O patamar de emancipação e a exigência de criatividade que Demo coloca como condição necessária à produção do diálogo pode não ser aquela em que o grupo se encontrava no início do trabalho, mas, por meio do exercício do diálogo entendemos que é possível lutar por esta emancipação.
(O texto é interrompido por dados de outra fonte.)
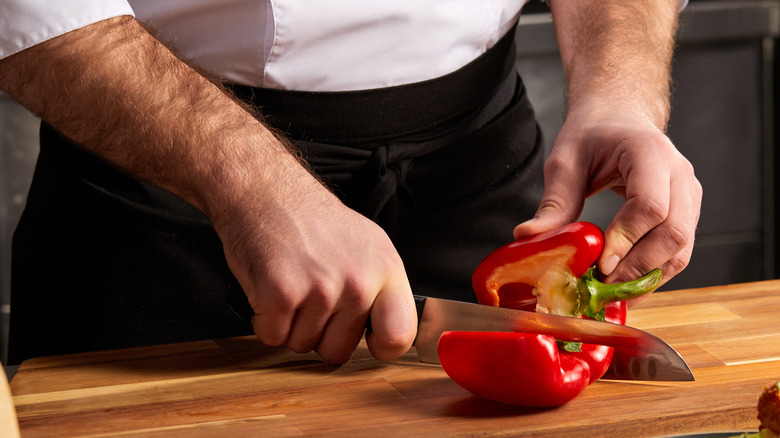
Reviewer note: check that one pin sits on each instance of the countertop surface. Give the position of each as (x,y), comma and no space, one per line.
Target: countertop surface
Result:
(729,336)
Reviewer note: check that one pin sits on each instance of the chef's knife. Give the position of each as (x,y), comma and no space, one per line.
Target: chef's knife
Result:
(638,355)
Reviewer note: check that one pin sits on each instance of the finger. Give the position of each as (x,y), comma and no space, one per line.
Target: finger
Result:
(670,244)
(272,328)
(563,198)
(647,205)
(393,320)
(309,324)
(273,318)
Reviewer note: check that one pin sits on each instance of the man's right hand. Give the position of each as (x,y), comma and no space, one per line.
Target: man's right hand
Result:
(313,270)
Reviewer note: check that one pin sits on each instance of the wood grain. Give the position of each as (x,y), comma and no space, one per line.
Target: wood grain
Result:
(237,387)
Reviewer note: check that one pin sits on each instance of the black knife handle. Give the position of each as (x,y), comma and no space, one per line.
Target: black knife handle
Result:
(236,300)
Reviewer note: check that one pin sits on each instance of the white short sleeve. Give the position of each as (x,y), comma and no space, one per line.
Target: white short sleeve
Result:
(25,23)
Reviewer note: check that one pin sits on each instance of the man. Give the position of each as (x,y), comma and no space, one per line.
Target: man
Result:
(154,186)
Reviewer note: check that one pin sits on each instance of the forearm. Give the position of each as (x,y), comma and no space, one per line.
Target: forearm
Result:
(618,53)
(114,89)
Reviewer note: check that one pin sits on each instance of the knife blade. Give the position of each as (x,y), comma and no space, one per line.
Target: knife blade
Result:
(638,355)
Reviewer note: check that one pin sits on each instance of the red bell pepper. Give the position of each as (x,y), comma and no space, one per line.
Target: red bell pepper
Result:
(552,273)
(516,368)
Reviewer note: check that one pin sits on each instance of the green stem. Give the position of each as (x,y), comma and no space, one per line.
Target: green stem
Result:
(594,295)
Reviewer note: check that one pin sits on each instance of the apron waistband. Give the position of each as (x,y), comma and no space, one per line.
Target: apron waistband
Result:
(358,116)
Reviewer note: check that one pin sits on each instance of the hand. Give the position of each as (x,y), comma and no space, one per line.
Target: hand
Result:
(627,153)
(313,270)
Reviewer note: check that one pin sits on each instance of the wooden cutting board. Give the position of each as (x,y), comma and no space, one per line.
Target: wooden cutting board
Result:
(729,335)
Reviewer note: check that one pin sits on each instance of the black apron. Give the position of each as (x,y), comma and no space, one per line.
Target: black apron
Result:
(447,167)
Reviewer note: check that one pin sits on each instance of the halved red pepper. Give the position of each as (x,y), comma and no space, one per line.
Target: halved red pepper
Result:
(516,368)
(552,272)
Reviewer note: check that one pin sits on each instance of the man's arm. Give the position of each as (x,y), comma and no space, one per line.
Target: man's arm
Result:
(312,268)
(616,56)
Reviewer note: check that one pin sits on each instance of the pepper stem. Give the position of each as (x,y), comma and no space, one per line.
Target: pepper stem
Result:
(594,294)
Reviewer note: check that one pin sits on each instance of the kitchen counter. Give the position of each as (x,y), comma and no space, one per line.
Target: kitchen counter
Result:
(729,336)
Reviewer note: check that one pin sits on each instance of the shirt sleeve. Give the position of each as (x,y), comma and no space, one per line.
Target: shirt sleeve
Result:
(25,23)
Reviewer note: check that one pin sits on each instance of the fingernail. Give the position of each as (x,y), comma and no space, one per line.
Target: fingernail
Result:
(610,264)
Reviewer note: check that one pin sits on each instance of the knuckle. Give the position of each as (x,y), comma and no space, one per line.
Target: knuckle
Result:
(655,212)
(678,237)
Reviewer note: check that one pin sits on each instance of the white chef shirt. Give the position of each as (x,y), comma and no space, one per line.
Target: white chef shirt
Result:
(320,45)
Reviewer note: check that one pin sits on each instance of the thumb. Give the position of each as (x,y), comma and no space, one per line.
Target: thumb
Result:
(393,323)
(562,202)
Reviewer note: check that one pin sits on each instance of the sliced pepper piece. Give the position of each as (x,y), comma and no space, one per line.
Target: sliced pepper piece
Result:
(551,273)
(515,368)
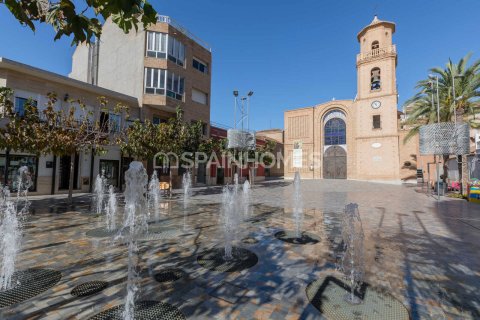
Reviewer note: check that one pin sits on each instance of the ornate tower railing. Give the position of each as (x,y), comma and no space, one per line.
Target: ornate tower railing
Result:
(376,53)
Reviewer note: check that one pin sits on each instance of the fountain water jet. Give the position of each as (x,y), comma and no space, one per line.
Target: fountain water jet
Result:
(297,205)
(246,198)
(11,225)
(135,219)
(187,188)
(111,209)
(154,195)
(352,261)
(99,190)
(229,219)
(10,239)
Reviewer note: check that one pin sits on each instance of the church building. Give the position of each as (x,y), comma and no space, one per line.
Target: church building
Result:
(358,139)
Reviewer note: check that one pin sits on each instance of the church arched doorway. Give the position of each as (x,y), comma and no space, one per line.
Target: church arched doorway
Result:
(335,163)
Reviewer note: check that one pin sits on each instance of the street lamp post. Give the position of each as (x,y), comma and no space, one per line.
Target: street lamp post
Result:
(437,168)
(459,157)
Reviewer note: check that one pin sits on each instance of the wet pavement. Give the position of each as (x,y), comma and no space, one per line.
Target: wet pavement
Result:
(423,252)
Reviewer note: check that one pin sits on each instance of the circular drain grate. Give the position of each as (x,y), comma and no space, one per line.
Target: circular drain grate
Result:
(169,275)
(102,233)
(250,240)
(27,284)
(328,296)
(213,260)
(89,288)
(161,234)
(144,310)
(291,237)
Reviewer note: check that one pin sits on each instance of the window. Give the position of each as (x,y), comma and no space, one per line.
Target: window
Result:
(175,86)
(199,96)
(156,120)
(176,51)
(114,121)
(155,81)
(375,79)
(199,65)
(204,129)
(14,163)
(335,132)
(376,122)
(156,44)
(21,104)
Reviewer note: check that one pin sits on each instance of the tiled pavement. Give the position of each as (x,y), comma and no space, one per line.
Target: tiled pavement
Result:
(424,252)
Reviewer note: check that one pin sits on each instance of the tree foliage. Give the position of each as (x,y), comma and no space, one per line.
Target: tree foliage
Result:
(61,131)
(422,107)
(175,136)
(421,110)
(67,20)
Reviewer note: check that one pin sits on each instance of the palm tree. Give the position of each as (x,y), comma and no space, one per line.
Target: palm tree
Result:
(422,108)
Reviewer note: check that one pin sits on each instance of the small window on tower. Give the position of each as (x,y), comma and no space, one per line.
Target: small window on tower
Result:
(375,79)
(376,122)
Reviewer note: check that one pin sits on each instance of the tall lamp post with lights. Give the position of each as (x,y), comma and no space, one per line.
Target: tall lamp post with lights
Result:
(462,164)
(240,138)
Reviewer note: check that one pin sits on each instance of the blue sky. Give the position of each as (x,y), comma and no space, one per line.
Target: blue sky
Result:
(290,53)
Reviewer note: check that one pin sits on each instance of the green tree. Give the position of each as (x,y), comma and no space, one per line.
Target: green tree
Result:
(59,131)
(83,23)
(421,109)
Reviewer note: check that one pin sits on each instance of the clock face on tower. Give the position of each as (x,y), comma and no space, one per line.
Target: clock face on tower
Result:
(376,104)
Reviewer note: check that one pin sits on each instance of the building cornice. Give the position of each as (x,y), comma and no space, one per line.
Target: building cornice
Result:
(12,65)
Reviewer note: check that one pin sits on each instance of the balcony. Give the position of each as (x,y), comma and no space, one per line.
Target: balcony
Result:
(377,53)
(176,25)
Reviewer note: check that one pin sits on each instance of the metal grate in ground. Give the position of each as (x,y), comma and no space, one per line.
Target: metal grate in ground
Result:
(27,284)
(144,310)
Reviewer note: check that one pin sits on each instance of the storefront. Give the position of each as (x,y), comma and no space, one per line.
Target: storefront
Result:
(110,168)
(9,165)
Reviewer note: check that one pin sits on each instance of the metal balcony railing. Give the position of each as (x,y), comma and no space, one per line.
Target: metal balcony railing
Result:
(173,23)
(377,53)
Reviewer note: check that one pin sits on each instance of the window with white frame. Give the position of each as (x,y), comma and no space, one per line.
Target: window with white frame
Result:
(156,44)
(21,104)
(114,120)
(175,86)
(155,81)
(176,51)
(200,65)
(199,96)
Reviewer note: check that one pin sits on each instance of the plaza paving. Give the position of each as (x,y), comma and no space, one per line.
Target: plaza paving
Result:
(423,252)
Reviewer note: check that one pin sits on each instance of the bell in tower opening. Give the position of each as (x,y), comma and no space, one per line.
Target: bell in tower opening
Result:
(375,79)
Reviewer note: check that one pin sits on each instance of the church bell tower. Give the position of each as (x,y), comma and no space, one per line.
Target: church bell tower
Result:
(376,103)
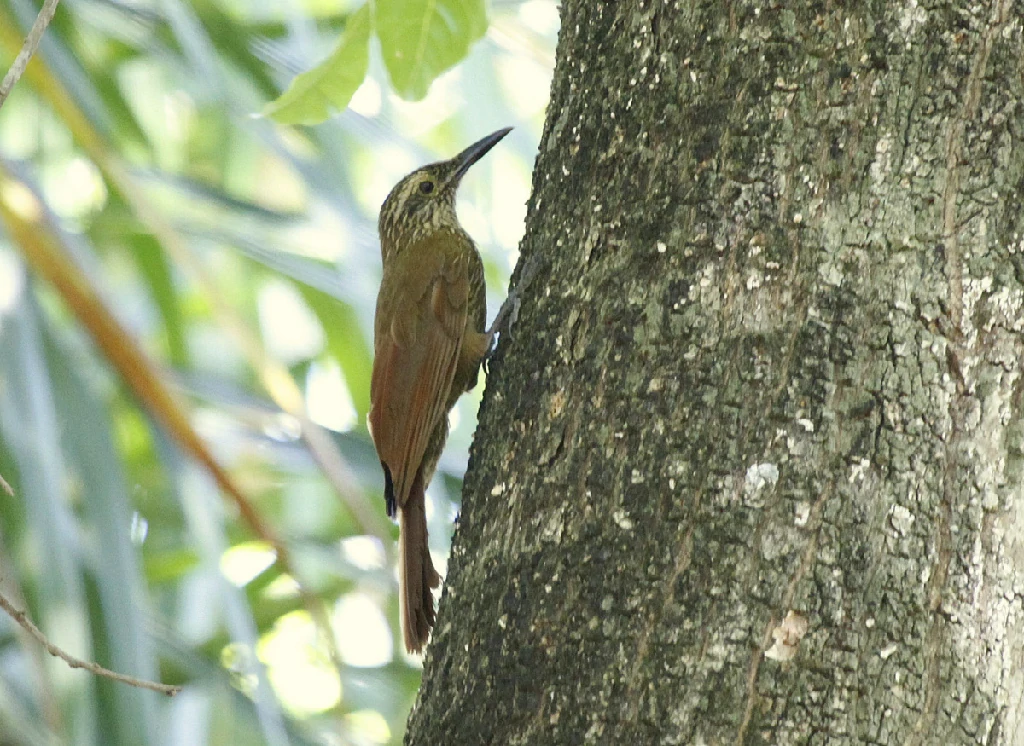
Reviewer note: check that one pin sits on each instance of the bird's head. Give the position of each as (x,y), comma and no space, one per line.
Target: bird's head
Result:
(423,203)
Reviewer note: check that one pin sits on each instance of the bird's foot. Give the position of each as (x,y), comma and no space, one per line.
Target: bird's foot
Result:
(509,311)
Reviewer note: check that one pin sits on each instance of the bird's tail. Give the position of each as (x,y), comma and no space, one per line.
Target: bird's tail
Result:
(417,574)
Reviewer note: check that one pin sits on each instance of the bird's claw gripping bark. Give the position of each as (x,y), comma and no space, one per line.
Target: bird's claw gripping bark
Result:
(509,311)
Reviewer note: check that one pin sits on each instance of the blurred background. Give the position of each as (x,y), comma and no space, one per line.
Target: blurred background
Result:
(183,279)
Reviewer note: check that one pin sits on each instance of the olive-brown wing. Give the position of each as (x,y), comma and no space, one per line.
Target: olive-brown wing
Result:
(421,319)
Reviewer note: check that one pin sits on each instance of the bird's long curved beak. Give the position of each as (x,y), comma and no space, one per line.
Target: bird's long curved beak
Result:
(473,154)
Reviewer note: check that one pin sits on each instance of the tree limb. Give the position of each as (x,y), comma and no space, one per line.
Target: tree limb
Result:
(28,49)
(22,618)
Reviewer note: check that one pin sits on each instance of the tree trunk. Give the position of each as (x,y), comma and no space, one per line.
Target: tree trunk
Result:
(749,464)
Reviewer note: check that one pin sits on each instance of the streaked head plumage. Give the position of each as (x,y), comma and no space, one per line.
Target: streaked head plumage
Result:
(423,203)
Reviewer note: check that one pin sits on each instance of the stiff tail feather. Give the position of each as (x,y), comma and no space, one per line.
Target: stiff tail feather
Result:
(417,574)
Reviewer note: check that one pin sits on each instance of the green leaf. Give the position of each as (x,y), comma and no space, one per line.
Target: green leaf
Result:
(331,84)
(420,39)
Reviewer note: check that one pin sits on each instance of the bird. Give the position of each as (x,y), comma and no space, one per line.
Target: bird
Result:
(429,342)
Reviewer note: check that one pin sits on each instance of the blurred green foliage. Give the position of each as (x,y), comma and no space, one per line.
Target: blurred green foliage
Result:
(229,261)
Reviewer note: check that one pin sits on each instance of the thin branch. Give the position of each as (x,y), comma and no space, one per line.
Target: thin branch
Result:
(95,668)
(29,48)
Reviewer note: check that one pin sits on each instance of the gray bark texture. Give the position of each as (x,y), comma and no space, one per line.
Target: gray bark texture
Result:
(749,469)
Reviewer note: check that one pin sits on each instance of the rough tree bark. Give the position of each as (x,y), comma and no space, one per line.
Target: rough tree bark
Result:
(771,369)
Em um dos momentos de estudo sobre o bullying o grupo abordou uma questão relativa a como se poderia interromper o ciclo da violência, ou seja, alguém nos agride, e nós revidamos ou fazemos o mesmo com outra pessoa. O eixo de sustentação e os argumentos desta conversa deram origem a uma produção de texto da jovem participante da

pesquisa Sara:

Esse povo que pratica o bullying é um problema mesmo viu ?! Esse povinho tem a essência do mal dentro de si, tem o chorume da sociedade correndo nas veias, tem o diabo incrustado no couro. É um

101

povo que tem uma inclinação pro perverso, um trem ruim dentro de si, um sangue no olho, um encosto de esquerda, um parafuso torto lá no fundo. É aquela gente meio podre, a sujeira do chão limpo, o portador do bichinho da goiaba. É triste viu ... muito triste essa gente que acha que pode apontar o dedo pros outros sem apontar pra si mesmo ... E falando em apontar o dedo, essa de apontar não é legal, porque eu tenho defeitos, você também, porque que ao invés de vc apontar os meus, não conserta os teus primeiro? Mas ai vem aquela coisa da ignorância, porque essa gente que pratica o tal do bullying carrega a ignorância embaixo do braço e à tira colo. A gente sempre acha que tudo na vida é a tal da ação reação, mas ai eu te pergunto: Se a pessoa não tá sabendo nem conviver em sociedade, porque que você tá achando que ela vai saber física? Essa história de ação e reação com as pessoas socialmente cegas não vai rolar. Elas te dão a ação de apontar os teus defeitos, e você em troca dá a reação de apontar os dela, e ai ela acha que tem o direito de reagir a sua reação e blá blá blá... virou briga. O bom mesmo é deixá-las apontando o dedo pro vento, virar as costas, jogar o cabelo e ser mais você, e ser só você, e SER VOCÊ, porque é isso que importa. Um dia essa pessoa acha um espelho, aponta e se descobre, mas deixa que isso ai a vida resolve ... porque essa daí, essa tal de vida, é boa de dar lição em quem não quer aprender. Vai por mim!